If Jesus did not even exist, then we can be reasonably certain that God did not raise him (as a non-existent person) from the dead!
But no, consider 5 reasons to think Jesus did exist:
- Jesus's existence is well-reported in a multitude of reliable early sources, both Christian and non-Christian.
- Specific things are known about Jesus, like the fact that Jesus was crucified (i.e. facts which have a barrage of sub-evidences supporting them).
- Early sources show no sign of doubt/debate, and yet we would expect to see rampant debate/protests, from early Jews, Christians, and Romans, if Jesus's existence was ever in doubt.
- The AD 30 Jerusalem church believed Jesus existed, and insofar as Jesus died c. AD 30, the small movement of Christians there--including the apsotles--were obviously in a position of authority on the matter; they would know whether their rabbi was a real historical figure or not.
- The AD 30 Jerusalem Jews believed Jesus existed, and they too were in a good position to know whether Jesus lived and died by crucifixion among them, or not.

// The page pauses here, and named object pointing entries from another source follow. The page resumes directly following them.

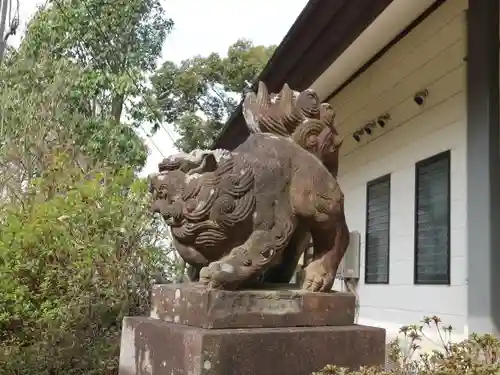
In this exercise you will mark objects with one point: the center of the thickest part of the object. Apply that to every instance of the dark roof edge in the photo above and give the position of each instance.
(431, 9)
(298, 25)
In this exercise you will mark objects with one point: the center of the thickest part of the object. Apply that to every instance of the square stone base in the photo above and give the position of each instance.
(271, 307)
(155, 347)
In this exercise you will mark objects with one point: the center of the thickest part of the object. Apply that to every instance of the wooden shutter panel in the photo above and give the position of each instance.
(432, 220)
(377, 231)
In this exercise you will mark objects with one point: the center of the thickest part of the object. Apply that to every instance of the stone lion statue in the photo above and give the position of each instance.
(245, 217)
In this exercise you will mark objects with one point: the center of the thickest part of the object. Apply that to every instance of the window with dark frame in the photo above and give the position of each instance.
(432, 220)
(377, 243)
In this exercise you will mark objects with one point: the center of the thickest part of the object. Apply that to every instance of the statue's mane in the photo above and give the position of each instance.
(289, 113)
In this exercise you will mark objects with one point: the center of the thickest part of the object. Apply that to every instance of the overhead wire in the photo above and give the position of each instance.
(103, 34)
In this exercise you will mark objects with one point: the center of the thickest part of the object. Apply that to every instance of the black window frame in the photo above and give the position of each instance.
(446, 155)
(383, 179)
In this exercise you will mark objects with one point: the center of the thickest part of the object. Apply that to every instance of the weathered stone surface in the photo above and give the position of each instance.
(194, 305)
(245, 217)
(154, 347)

It is not the kind of thing they could be ignorant of.
-
“God did-it” is not an explanation
Theistic explanations are illegitimate; real potential explanations cannot feature God.
This page analyzes 8 arguments.
- “God-did-it” is just an appeal to ignorance-gaps, so appealing to God to explain Jesus's missing body or the alleged appearances is a God of the Gaps argument.
- “God-did-it” is just an appeal to magic, and so any alleged evidence for a miraculous resurrection is an exercise in futility.
- Explanations don't compound the mystery, and since a miracle is the most mysterious kind of explanation at all there is no hope of it being a legitimate explanation of what happened to Jesus.
- Explanations don't explain “too much”, and since appeals to God can explain anything we don't initially understand (e.g. thunder), it is impotent to help in making sense of the data around Jesus.
- Meaningful claims are verifiable (by senses), and we certainly cannot empirically verify that Jesus rose or even the relevant facts surrounding the claim.
- Meaningful claims are falsifiable/testable, and yet there is no coherent way to really test whether or not Jesus rose as we can in the sciences.
- Explanations cite effective mechanisms, and if we know anything from physics we know there are no mechanisms that can be cited for a resurrection.
- Explanations are unificationist, and none of our most unified accounts involve God.
This is relevant because if miracles are not genuine historical explanations, then no miracle can be the solution to explaining this or that data. In other words, there can be no evidence for the resurrection, and so it would seem to be an unjustifiable belief.
But no, God can theoretically feature in a real potential explanation…
- All agree: outlandish evidences for God's activity could warrant theistic conclusions, and that includes overwhelming hypothetical evidence for God's raising Jesus. So belief in a miracle could in principle be warranted.
- Theism does best explain some facts, and if it can explain some facts, then there's nothing in principle that would prevent it from explaining the data surrounding Jesus's alleged resurrection.
- Theism can be rational, and if it can be rational (i.e. if we can rationally believe in God), then we can likewise speak meaningfully about God's activity in the world and whether God miraculously intervened in the case of Jesus death.